The Passion Trust is a charity that supports the resurgence of Christian Passion Plays in the United Kingdom.

Its aim is to keep alive the heritage of dramatic re-enactments of the Easter story. Passion Plays take place in over 50 different locations in the UK, each adapted to the local community and the volunteers who perform and produce the plays. As reported in Christianity Today, the purpose of Passion Plays is to bring the Gospel message to life within communities.

==History==
The Passion Trust was established in 2011. It acts as a centre for resourcing, financing and equipping community performances to support the dramatic, story-telling heritage of religious drama for future generations. It also advocates for public drama through local and national media.

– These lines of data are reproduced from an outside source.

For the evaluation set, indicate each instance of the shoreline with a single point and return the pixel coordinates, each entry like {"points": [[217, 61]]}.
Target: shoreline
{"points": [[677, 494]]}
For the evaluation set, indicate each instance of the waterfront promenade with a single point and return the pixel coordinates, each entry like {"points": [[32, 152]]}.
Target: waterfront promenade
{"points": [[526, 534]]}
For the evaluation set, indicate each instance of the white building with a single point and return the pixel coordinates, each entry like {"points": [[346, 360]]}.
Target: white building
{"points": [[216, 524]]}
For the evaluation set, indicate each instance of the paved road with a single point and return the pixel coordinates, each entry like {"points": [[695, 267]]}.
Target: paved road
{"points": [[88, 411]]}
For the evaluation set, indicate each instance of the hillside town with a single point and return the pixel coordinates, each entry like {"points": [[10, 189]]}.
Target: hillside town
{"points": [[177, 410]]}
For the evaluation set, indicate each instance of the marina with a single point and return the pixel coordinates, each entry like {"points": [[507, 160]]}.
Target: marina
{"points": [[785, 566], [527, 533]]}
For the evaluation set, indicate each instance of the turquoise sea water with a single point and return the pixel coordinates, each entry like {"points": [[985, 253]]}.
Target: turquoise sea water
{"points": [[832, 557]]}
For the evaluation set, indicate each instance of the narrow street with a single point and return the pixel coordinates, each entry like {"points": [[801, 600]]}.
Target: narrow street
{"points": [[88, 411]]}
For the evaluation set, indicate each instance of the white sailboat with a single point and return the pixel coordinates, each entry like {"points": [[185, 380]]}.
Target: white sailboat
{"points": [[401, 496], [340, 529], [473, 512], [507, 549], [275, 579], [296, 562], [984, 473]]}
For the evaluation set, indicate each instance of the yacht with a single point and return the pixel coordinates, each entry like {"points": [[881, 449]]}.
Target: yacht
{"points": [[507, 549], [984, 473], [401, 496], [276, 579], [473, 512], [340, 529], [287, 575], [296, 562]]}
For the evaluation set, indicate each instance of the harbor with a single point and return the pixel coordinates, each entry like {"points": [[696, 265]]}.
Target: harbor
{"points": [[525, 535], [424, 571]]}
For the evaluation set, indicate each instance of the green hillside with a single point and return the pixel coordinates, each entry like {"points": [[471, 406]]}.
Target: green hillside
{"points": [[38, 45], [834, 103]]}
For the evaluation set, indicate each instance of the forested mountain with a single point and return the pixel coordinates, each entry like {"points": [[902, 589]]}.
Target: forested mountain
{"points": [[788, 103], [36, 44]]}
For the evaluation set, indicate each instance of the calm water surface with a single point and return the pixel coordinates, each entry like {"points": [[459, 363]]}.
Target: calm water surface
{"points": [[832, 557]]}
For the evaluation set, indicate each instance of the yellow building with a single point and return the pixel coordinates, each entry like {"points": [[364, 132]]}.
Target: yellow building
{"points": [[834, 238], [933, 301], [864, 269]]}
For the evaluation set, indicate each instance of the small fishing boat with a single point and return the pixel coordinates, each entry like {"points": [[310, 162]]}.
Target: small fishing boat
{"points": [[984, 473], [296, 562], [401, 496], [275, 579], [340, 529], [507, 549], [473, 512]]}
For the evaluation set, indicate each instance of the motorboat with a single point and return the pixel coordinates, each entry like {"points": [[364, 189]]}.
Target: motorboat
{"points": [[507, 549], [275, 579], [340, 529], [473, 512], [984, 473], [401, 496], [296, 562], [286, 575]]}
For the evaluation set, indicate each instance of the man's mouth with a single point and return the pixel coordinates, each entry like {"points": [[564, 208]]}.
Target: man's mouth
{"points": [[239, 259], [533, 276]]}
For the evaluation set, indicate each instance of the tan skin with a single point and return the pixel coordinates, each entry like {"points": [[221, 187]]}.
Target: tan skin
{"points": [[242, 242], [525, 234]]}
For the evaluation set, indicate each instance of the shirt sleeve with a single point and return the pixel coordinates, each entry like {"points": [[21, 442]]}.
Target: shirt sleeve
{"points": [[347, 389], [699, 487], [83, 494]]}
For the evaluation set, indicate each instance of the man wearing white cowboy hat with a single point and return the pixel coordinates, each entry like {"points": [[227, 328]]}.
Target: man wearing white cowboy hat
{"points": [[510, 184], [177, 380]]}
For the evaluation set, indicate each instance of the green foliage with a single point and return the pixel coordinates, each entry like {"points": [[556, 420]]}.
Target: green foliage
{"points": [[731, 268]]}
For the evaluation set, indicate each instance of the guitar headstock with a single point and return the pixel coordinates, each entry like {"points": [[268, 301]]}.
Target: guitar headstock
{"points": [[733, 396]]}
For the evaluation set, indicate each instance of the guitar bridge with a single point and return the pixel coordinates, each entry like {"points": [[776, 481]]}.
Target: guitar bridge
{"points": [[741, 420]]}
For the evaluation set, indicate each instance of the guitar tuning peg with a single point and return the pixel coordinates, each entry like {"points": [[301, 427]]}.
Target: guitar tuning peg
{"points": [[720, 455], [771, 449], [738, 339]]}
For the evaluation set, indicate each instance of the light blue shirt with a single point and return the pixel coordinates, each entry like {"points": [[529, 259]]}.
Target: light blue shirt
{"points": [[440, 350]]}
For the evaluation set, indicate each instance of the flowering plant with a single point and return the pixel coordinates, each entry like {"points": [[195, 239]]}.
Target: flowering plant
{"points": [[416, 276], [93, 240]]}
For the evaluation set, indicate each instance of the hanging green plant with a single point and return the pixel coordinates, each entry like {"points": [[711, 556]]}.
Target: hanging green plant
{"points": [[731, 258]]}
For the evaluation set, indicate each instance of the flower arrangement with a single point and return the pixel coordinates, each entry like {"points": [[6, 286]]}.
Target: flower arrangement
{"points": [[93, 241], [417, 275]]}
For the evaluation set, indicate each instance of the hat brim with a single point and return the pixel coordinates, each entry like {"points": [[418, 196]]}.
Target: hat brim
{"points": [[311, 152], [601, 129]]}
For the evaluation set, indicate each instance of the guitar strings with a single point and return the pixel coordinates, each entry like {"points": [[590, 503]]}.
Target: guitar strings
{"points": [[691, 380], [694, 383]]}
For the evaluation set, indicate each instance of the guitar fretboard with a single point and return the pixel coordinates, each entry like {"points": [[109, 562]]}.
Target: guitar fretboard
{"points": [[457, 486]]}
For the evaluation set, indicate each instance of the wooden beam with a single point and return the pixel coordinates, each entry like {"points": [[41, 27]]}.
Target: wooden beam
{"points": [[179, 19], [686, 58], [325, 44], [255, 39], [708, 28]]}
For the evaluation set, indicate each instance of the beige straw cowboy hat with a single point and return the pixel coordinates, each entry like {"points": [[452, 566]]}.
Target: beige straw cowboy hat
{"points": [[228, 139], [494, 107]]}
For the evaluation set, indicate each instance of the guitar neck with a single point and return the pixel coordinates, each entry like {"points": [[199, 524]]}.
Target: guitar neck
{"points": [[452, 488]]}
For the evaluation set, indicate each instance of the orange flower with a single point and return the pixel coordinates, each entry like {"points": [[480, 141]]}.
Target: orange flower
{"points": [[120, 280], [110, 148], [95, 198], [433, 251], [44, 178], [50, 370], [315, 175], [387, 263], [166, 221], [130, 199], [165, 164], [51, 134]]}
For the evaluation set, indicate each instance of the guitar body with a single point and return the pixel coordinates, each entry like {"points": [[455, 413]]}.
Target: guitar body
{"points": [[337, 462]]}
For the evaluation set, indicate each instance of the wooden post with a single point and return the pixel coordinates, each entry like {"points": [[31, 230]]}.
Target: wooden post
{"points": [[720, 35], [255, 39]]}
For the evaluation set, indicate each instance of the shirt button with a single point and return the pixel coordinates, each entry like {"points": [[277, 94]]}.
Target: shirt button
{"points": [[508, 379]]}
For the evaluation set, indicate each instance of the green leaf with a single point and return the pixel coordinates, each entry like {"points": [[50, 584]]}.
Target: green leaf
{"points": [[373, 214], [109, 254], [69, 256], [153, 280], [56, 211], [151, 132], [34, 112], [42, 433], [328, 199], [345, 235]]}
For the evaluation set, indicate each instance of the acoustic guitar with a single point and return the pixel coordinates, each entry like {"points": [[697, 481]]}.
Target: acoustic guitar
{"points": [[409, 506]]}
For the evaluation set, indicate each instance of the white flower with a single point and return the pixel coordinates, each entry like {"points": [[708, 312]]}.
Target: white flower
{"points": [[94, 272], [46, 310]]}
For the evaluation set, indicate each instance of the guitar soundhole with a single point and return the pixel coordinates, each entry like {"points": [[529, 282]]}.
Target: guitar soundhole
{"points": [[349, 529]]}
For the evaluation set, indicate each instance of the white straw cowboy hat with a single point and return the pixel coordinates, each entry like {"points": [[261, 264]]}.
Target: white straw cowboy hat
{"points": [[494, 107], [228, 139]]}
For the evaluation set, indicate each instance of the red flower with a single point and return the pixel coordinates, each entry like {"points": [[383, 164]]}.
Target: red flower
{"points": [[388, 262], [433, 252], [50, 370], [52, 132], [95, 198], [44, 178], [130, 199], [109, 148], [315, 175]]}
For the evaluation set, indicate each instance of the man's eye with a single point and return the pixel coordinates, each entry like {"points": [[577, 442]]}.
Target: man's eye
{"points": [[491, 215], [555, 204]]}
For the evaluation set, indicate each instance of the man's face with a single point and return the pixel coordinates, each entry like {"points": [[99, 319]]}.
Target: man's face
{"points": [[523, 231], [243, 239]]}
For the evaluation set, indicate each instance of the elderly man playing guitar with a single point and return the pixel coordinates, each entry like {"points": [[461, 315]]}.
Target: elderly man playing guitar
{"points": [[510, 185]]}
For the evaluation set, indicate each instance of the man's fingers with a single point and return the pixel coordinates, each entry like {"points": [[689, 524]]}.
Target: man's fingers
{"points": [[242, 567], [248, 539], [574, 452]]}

Trustees and supporters of the Passion Trust have been involved in Passion Plays all over the world, including Australia, South Africa, Italy and Brazil, where Jesus was crucified on prison bars. Passion Plays have also been performed by prisoners in jails including at Louisiana State Penitentiary (2012) where seventy-five inmates at Angola Prison and Louisiana Correctional Institution for Women (LCIW) came together to put on a performance of the Passion. The performance was the subject of a documentary that shows scenes from the daily lives of the inmates together with scenes from the play that is performed in the prison grounds. Other Passion Plays in prisons include those performed in HM Prison Greenock in Glasgow.

==Activity==

The Passion Trust hosts an annual conference attended by actors, arts practitioners, producers, directors, fundraisers and journalists. It also shares information for people starting new Passion Plays or wanting to develop existing plays, including script-writing, fund-raising, working with local councils and engaging with local communities.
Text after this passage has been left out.